As if someone – some weather superior – heard me, the following days in Budapest were soaking wet.
Then I began comparing two rains: one on the street and the other – inside my own psyche. I compared the sound of it, their intensity, length and the consequences they brought. I quickly concluded that the rain in Budapest, unlike its northern relative, tended to remain an outsider, a passerby, if a slightly annoying one. It started in the evening, when most working people and students were already home. It poured through the pipes and disappeared in the drain, while we carried on with our usual evening. The rain in St. Petersburg was much more ambitious. It wanted to interfere with our lives, leaking through the little kitchen window vent. It exposed that we ran out of bread, or milk, or something else essential, and one of the parents had to equip themselves and go on an expedition to the nearest grocery store. It left wet footprints and stains on the floor. It made our landline ring: someone was supposed to come over, but was stranded at the bus stop without an umbrella.

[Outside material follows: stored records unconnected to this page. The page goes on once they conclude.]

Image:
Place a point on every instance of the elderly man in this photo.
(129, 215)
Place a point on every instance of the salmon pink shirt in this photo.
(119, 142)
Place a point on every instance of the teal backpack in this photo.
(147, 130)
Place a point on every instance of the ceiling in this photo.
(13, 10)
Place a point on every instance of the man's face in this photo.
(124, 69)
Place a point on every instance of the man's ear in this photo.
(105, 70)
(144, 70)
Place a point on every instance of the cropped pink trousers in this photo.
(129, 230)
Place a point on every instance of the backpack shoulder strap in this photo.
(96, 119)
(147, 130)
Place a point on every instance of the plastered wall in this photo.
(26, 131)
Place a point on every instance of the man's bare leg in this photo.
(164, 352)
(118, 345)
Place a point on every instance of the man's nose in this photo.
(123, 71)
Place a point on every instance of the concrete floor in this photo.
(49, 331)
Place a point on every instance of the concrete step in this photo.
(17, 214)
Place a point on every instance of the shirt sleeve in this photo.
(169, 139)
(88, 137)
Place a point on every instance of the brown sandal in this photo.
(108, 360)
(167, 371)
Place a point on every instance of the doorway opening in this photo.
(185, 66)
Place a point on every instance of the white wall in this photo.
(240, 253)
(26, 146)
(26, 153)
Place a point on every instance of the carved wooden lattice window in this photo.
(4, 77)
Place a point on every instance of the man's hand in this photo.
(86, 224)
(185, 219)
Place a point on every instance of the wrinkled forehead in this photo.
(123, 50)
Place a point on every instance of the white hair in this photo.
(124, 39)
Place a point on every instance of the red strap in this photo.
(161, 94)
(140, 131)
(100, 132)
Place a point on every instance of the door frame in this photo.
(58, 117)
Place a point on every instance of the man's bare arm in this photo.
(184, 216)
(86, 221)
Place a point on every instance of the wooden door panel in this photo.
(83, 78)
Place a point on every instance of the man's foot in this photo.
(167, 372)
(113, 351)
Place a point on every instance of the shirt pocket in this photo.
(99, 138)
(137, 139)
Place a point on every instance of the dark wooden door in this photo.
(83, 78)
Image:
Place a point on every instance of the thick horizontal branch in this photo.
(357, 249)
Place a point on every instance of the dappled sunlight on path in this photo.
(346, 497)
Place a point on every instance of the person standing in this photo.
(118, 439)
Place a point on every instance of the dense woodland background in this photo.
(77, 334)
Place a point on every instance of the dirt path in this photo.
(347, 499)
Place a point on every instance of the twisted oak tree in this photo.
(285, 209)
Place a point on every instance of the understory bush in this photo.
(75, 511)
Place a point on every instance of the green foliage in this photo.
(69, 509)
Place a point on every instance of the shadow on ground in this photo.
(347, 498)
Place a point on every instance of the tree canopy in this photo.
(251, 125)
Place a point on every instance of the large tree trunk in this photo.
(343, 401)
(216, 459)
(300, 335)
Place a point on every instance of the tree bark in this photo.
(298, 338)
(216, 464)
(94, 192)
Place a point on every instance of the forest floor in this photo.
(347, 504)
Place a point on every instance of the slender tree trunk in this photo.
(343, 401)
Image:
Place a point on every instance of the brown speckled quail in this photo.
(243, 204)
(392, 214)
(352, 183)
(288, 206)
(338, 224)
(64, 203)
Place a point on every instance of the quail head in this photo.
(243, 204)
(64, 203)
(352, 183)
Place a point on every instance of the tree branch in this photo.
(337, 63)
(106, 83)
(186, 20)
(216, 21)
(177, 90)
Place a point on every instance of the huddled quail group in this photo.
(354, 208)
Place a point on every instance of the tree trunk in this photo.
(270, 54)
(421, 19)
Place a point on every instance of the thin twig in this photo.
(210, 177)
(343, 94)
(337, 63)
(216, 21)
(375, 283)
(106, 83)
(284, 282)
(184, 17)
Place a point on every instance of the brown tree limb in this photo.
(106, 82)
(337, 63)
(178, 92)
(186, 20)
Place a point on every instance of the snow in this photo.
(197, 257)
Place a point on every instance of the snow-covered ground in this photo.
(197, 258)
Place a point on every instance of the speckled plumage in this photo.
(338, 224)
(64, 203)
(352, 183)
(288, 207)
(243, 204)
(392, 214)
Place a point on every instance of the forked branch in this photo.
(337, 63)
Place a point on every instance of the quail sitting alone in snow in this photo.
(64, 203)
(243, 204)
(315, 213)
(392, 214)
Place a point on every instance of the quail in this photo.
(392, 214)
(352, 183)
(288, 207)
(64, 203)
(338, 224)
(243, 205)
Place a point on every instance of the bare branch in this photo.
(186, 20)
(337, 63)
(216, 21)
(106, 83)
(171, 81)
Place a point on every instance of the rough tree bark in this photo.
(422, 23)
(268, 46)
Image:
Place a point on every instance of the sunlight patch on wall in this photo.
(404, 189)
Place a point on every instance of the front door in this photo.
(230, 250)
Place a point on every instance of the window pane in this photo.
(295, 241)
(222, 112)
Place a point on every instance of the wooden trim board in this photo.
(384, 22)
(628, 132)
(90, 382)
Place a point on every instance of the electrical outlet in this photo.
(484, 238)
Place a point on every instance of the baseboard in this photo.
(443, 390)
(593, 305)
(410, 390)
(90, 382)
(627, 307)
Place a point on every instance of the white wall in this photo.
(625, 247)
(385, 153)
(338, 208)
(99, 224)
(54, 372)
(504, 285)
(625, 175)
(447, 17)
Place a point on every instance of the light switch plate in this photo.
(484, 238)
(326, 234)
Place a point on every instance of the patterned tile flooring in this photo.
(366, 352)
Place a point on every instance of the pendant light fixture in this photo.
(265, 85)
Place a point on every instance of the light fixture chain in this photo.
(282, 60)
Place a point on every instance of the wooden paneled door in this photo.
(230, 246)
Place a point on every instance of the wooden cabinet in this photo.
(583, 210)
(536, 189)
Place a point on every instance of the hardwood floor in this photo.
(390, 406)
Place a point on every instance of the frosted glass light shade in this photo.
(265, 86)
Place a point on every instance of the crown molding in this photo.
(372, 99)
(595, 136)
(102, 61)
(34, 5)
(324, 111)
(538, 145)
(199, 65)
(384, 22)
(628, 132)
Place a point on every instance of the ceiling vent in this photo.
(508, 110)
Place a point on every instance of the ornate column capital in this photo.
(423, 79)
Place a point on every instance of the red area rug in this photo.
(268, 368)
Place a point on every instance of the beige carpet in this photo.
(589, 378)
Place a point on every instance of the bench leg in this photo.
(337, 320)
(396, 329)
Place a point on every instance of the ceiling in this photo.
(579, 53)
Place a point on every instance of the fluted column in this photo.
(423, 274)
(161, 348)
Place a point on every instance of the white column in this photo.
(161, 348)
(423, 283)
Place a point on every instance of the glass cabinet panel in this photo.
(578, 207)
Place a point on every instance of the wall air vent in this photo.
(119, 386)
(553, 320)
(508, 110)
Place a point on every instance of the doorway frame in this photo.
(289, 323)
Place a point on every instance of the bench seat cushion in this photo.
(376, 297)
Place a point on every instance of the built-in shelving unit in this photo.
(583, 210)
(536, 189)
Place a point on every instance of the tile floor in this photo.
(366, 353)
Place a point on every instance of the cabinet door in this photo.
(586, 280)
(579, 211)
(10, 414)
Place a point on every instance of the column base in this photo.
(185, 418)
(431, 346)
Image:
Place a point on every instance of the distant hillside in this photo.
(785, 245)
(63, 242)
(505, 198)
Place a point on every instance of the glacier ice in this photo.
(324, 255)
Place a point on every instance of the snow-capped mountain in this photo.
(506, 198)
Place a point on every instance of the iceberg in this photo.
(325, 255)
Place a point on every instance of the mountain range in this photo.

I laughed at the Budapest rain and my grin brought the storm.
We ended up having a leak in our bedroom which, besides being a deeply irritating event, caused an episode of nostalgia. I drew all the curtains and turned off the ceiling lights, as if I were trying to hide all reminders of the current time and the current place. I wanted to fall asleep, listening to the wandering rain, and to wake up to the same sound. None of it happened: I slept like a log and, in the morning, that noisy, fussy time traveler had already gone, without leaving even a hint of freshness and enveloping scent.
The rain in Budapest turned out, for the most part, to be characterless. It was a disappointing revelation—like re-reading a book you once loved or re-watching an old film, only to realize it doesn’t do anything for you. I sniffed the air after the storm—nothing. No scent of asphalt, no hint of flowers. Just the usual morning air.
Only once did I have a chance to experience the old rain smell. It happened when the road in front of our building was being renovated. The workers dug a huge hole, drilling and breaking into the ground, when the rain began. It poured straight into the hole, releasing an intense smell of asphalt. I stood there, mesmerized, until the workers covered it up with a stupid tarpaulin sheet.
I don’t know where it all vanished to. My rain has been replaced with something else. The rain that comes to me now is not romantic, neither cozy nor friendly-looking. This new rain brings anxiety and a flood of thoughts. It is like looking at old photos, or eating a dinner that was delicious yesterday, but has become stale and flavorless.
Once, when I was upset with the rain, my son, trying to cheer me up, said that he was a shaman and that he could make the rain go away. He, indeed, started performing a “shaman” dance and shortly after, the rain stopped. Convinced of his powers, my son continued his occasional weather rituals. For instance, when the skies darken, and he wants to stay outdoors, he starts dancing and does that with a persistence I rarely see in him at all. Usually it works – the sky clears.
We spend time in the park, or on the beach, while the rain clouds drift past, smiling at us. And I can’t help but wonder: where did my rain go?